Viral vectors are complex ‘biologics’ and are therefore suspected being troublesome in therapeutic applications. We therefore tried to mimic viral inflammation by use of TLR-ligands that are currently under clinical investigation as vaccination adjuvants. Interestingly, none of the used TLR ligands could successfully replace a ‘true’ virus infection in ODC. Only viral replication and oncolysis allowed for significant cross-presentation of tumor-associated antigens by tumor-resident DCs. Attempts to maximize ODC-mediated therapeutic efficacy by depletion of Tregs, a classical intervention to enhance T-cell-dependent immune responses, evened out all benefits that were characteristic for ODC. These findings are consistent with previous evidence that Tregs are not only suppressor cells but actively participate in orchestrating immune responses. We found that a compensatory induction of MDSC upon Treg depletion accounts for the failure of ODC. Furthermore, it has been reported that Tregs can undergo a rapid reprogramming into activated T helper cells under inflammatory conditions, a process that might play an important role in priming T-cell responses against new, cross-presented antigens. Therefore, it will be interesting to investigate a putative role of Treg reprogramming in ODC. Finally, it will be necessary to confirm the potential of ODC in the context of other virus types.
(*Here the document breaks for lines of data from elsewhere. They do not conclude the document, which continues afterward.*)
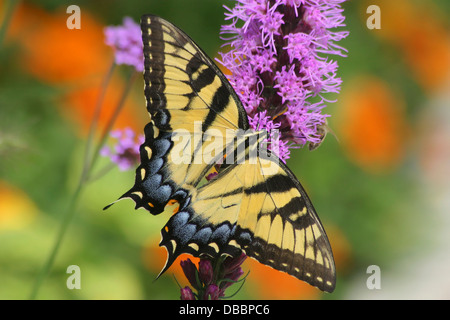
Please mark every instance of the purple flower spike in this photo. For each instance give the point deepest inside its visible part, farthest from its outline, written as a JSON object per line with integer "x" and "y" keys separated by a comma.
{"x": 126, "y": 152}
{"x": 190, "y": 271}
{"x": 187, "y": 294}
{"x": 205, "y": 270}
{"x": 212, "y": 292}
{"x": 278, "y": 60}
{"x": 127, "y": 43}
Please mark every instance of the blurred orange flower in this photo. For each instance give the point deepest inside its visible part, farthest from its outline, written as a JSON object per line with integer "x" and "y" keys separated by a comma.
{"x": 79, "y": 104}
{"x": 16, "y": 209}
{"x": 372, "y": 124}
{"x": 270, "y": 284}
{"x": 421, "y": 33}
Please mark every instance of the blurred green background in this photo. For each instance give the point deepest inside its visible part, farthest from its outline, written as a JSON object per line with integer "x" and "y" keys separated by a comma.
{"x": 381, "y": 188}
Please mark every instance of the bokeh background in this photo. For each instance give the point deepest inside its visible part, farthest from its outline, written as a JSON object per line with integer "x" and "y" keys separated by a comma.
{"x": 381, "y": 188}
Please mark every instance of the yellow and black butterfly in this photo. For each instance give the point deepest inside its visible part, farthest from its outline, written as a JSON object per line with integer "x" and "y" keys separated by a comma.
{"x": 255, "y": 206}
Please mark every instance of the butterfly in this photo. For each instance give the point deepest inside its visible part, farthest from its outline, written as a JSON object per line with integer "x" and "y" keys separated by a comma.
{"x": 254, "y": 204}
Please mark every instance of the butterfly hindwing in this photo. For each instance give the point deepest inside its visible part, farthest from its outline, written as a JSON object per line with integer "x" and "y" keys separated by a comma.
{"x": 265, "y": 213}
Taken together, our study supports the growing evidence that viruses are promising means for cancer immunotherapy. Correspondingly, it has been demonstrated that sequential delivery of a tumor-associated antigen by heterologous carrier viruses is able to significantly boost antitumoral immunity. Moreover, a large library of tumor-associated antigens has been applied via a virus-based platform to successfully cure tumors thus illustrating the great potential of viruses as targeted immune activators. It has been shown that conventional regimen such as radio- or chemotherapy or targeted molecular therapies are able to elicit detectable tumor-targeted immune responses that significantly determine the therapeutic outcome., In the future of tumor therapy, viruses could be ideally combined with such conventional or molecular therapies to pursue a multimodal strategy to break therapy resistance and boost tumor-directed immunity. In those complex regimens, intelligent adjustment of single treatments and their precise scheduling will be a challenge to fully exploit the potential of cancer immunotherapy.